What Is a MIDI Interface?
A MIDI interface is a device that provides MIDI In/Out to and from a computer or MIDI-equipped hardware via standard 5-pin MIDI jacks. There are standalone MIDI interfaces, virtually all of which connect to a computer via USB. MIDI interfaces can also be integrated into keyboards, pad controllers, control surfaces, and audio interfaces. This provides a wide range of options for configuring your studio or live rig.
MIDI interfaces commonly come in 2-, 4-, and 8-port configurations (e.g. 8 in x 8 out). Since each port can transmit 16 channels of MIDI data, an 8-port interface can handle a total of 128 MIDI channels. An 8-port MIDI interface is useful for those who have a number of external sound modules, control surfaces, and keyboards to connect. Channels can be used to control individual sounds on a multitimbral synth, or the transport section of DAWs, providing a lot of flexibility.

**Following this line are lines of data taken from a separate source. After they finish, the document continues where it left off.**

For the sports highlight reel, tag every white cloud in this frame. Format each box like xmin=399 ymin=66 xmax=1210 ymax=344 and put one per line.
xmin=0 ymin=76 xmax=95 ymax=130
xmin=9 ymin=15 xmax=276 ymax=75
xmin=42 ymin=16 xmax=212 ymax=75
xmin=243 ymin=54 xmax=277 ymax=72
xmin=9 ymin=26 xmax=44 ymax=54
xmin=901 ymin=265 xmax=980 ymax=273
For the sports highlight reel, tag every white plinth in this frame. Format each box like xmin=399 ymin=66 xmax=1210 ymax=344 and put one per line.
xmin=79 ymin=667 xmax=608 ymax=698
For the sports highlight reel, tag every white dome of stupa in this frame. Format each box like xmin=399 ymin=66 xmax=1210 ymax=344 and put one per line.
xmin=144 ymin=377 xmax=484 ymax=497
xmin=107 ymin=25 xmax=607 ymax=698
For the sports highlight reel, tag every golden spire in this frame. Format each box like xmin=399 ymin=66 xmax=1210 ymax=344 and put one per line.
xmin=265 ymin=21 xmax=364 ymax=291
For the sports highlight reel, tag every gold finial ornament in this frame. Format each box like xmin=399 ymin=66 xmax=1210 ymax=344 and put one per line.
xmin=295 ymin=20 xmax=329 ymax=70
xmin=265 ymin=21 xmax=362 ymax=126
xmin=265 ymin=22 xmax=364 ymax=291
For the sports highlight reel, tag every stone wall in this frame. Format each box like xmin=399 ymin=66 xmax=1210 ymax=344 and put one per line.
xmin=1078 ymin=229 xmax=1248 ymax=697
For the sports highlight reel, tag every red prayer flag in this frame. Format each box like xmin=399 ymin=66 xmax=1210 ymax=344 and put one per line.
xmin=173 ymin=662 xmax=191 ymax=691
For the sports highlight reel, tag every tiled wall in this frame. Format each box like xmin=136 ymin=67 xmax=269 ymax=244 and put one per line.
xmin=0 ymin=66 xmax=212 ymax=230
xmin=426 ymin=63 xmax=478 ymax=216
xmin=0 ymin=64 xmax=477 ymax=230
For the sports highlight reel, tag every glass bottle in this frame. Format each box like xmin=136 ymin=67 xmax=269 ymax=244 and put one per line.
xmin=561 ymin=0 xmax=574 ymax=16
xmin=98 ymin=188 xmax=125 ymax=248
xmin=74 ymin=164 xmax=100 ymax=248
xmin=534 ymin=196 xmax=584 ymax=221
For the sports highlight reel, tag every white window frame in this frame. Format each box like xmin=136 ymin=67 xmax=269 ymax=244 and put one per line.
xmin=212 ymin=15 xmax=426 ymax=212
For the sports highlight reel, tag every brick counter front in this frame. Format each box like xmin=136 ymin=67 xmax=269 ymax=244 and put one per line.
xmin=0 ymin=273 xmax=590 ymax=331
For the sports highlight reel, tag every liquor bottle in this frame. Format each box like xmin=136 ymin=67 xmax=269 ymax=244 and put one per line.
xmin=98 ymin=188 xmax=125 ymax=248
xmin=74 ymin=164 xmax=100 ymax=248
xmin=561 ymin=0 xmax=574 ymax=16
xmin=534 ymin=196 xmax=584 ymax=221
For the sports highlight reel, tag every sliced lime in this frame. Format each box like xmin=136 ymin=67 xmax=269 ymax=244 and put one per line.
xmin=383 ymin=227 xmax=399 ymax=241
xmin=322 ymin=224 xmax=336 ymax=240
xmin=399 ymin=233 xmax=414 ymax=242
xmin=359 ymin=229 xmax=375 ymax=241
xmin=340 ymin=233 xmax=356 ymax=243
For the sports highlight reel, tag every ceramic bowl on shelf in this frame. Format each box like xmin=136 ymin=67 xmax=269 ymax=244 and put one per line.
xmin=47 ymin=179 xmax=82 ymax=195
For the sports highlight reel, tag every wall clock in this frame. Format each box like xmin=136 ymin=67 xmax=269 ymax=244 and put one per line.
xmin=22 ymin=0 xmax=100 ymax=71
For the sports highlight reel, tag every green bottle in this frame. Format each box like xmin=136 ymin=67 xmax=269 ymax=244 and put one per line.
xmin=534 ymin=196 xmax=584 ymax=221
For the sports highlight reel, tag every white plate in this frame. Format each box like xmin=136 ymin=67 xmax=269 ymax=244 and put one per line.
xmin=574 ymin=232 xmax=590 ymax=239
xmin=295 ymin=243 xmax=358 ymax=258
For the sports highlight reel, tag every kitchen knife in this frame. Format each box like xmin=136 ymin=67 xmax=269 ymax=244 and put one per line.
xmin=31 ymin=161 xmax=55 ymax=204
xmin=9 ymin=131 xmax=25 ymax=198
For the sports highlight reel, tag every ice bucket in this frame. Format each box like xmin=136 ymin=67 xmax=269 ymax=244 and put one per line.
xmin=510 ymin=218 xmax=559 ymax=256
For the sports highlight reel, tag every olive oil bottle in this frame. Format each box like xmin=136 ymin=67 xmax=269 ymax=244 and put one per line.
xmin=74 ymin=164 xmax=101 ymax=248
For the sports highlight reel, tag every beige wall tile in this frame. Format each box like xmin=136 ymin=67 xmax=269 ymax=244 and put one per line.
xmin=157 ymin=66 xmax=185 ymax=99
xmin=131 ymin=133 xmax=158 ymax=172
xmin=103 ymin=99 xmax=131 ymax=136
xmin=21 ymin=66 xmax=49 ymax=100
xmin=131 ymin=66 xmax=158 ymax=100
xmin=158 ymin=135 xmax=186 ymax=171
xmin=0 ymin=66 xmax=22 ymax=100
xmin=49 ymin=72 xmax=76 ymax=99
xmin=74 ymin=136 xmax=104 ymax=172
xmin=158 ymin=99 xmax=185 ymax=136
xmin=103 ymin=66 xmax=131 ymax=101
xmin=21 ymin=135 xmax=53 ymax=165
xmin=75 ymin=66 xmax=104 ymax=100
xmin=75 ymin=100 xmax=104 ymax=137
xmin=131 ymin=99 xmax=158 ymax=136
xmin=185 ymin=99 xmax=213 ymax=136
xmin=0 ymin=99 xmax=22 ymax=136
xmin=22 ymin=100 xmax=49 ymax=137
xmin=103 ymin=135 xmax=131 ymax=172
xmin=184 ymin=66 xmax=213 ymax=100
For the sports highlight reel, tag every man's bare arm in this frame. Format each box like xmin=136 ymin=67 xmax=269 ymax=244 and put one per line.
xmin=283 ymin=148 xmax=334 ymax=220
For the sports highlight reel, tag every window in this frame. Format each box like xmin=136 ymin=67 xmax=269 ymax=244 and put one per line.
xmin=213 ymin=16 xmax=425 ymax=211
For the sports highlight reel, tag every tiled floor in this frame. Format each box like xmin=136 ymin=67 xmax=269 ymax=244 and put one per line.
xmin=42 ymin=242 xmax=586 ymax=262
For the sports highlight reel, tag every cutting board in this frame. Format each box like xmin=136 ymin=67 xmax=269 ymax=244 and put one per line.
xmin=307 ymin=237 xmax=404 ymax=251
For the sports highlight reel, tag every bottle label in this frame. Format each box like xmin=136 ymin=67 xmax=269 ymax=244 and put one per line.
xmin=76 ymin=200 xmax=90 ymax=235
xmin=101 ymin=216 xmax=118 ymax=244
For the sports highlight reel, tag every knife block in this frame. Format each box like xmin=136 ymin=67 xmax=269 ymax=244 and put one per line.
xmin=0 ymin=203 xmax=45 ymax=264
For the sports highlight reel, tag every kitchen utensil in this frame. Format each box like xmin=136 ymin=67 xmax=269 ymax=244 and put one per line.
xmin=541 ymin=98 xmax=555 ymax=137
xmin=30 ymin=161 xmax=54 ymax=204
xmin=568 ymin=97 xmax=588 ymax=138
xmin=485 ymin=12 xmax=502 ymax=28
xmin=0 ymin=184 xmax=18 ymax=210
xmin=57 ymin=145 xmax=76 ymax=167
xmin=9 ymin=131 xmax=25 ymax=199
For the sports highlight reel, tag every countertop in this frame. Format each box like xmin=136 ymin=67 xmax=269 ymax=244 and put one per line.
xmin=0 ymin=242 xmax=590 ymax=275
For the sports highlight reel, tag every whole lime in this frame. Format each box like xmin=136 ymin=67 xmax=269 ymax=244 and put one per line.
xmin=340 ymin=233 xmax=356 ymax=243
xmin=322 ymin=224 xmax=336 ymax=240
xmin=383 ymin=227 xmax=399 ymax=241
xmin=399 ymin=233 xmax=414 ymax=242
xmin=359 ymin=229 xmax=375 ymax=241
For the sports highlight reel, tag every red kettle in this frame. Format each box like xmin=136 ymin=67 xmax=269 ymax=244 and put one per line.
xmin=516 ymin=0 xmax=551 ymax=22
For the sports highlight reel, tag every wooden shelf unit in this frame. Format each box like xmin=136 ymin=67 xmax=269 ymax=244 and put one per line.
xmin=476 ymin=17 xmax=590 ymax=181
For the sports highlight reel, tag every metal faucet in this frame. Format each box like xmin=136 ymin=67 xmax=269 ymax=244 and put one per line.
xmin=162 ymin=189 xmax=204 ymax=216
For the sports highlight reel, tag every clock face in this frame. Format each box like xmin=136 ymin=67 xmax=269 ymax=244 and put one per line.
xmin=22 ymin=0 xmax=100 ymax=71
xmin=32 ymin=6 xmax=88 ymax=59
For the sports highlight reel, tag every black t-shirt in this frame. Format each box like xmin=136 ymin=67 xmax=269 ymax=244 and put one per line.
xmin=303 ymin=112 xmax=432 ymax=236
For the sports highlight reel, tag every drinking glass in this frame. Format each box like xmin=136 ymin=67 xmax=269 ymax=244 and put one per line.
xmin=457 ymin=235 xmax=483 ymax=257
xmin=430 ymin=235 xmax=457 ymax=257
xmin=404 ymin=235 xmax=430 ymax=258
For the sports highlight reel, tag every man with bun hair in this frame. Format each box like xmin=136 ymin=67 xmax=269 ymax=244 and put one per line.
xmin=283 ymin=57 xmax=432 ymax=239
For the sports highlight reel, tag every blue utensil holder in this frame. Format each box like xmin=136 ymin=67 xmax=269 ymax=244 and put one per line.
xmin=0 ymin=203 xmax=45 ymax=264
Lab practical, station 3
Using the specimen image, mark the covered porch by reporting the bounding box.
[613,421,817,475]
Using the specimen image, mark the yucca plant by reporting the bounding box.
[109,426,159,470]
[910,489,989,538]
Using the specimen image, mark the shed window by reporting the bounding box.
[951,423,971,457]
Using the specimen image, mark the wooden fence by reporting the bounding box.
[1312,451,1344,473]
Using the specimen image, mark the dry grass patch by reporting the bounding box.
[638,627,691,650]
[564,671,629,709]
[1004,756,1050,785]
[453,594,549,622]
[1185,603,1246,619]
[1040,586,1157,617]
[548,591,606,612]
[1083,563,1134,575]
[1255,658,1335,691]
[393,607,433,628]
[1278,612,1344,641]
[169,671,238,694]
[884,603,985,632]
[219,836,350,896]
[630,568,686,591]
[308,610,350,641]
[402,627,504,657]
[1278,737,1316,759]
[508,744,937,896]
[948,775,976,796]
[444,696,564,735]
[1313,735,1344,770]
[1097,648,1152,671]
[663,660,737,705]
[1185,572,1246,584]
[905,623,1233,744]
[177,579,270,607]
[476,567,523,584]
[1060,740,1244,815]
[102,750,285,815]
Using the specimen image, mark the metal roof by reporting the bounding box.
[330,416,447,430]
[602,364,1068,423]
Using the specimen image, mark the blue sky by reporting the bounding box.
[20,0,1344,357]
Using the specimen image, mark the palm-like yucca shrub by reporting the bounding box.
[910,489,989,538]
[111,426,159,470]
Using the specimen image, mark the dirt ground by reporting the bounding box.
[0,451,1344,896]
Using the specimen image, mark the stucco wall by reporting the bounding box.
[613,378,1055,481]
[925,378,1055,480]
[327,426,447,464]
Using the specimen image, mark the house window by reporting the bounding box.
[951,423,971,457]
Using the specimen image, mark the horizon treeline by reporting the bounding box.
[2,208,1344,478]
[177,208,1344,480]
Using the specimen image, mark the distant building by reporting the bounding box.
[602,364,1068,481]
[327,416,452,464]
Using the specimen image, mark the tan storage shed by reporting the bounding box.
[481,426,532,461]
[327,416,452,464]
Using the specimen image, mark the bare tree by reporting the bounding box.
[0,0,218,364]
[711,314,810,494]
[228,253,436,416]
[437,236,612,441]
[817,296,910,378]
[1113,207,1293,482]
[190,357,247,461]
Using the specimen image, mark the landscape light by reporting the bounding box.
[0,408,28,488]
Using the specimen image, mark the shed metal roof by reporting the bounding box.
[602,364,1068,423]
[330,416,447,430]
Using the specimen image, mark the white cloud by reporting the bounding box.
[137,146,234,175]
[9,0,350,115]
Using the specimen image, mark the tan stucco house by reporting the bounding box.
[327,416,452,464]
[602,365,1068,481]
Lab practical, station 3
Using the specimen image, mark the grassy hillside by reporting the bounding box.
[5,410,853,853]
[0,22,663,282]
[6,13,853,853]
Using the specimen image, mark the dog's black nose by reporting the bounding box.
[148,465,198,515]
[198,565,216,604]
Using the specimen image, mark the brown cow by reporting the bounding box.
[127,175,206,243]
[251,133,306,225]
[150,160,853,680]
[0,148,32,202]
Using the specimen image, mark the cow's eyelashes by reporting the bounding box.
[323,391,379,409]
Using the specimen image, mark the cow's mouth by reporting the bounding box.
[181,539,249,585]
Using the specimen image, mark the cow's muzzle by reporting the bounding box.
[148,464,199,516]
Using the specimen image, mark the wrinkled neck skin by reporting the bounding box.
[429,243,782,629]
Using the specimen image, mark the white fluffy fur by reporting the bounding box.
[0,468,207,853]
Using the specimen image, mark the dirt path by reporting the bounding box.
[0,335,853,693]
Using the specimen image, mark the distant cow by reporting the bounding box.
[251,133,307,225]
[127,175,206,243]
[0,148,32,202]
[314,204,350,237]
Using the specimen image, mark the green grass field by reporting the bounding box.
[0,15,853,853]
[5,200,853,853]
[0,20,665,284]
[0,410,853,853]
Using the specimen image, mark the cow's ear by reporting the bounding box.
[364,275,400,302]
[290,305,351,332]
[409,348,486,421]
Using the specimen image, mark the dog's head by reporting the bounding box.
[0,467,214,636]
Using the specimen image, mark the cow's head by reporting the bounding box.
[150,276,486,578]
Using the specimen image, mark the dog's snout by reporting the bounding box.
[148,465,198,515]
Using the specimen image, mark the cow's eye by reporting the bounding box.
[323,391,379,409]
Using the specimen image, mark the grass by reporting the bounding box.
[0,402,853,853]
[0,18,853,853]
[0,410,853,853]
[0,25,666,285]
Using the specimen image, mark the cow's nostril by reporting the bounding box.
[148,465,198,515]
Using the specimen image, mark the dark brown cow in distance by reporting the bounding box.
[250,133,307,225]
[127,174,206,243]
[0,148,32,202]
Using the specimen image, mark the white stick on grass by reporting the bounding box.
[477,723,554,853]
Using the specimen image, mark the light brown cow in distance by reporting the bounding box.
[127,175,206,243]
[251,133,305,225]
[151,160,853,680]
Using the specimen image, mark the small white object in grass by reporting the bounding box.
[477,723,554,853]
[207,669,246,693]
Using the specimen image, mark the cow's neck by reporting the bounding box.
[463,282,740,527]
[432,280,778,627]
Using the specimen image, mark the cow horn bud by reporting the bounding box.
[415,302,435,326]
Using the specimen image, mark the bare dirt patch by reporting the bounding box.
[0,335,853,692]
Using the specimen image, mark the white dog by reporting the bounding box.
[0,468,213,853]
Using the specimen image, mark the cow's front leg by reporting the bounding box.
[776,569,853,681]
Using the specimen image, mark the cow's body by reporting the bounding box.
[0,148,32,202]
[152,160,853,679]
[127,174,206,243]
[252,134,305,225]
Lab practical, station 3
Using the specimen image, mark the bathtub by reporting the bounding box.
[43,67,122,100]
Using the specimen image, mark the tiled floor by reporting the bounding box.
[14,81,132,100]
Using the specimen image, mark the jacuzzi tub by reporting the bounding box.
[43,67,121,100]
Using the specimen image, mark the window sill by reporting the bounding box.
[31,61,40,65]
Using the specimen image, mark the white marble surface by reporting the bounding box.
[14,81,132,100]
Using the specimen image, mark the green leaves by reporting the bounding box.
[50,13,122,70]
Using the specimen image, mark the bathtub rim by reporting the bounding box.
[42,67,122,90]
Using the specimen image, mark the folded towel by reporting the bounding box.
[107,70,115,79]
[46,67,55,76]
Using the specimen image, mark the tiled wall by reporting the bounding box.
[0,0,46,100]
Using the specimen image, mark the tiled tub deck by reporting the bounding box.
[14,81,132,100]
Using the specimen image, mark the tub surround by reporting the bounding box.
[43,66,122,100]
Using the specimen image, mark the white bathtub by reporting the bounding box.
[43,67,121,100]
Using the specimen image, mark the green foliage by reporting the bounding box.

Understanding MIDI In/Out/Thru
MIDI is a single-direction communications protocol. Therefore, a single MIDI jack can either transmit or receive MIDI data. To send MIDI from a keyboard to your computer, connect the keyboard’s MIDI Out jack to your MIDI interface’s MIDI In jack.
MIDI Thru was found on keyboards when extensive MIDI daisy chains were common and latency was an issue. Back then, a device’s MIDI Out would not necessarily reproduce what came in on the MIDI In jack. To send MIDI on to another device in the series, you’d connect the MIDI Thru of the first sound module to the MIDI In of the next.
What to Look For…
Do You Need a MIDI Interface?
Most USB-equipped keyboards, digital pianos, and controllers come with a MIDI interface built-in, so if you plan on a simple setup and aren’t using legacy gear, you probably don’t need a dedicated MIDI interface. MIDI interfaces are convenient if you plan to use your DAW to control MIDI-equipped hardware that doesn’t connect directly to your computer.
The amount of MIDI gear you have determines how many ports you need. If have just one keyboard controller that you’ll be using with a virtual synth setup in a laptop, a simple 1 x 1 MIDI interface will suffice. However, if you’re connecting a rig full of synth modules, then you’ll want as many ports as you have modules in order to minimize latency.
If you only plan on sequencing or performing, then a straightforward, expandable MIDI interface is what you need. If you plan on working with video or dedicated digital multitrack recorders, you’ll need an interface that offers the appropriate sync options. An interface that can be powered via USB (bus-powered) is also a great option for mobile setups, since it doesn’t require an additional AC power cable.
MIDI has a rich history, and 30 years after its creation, is still an important part of both live performance and recording technology.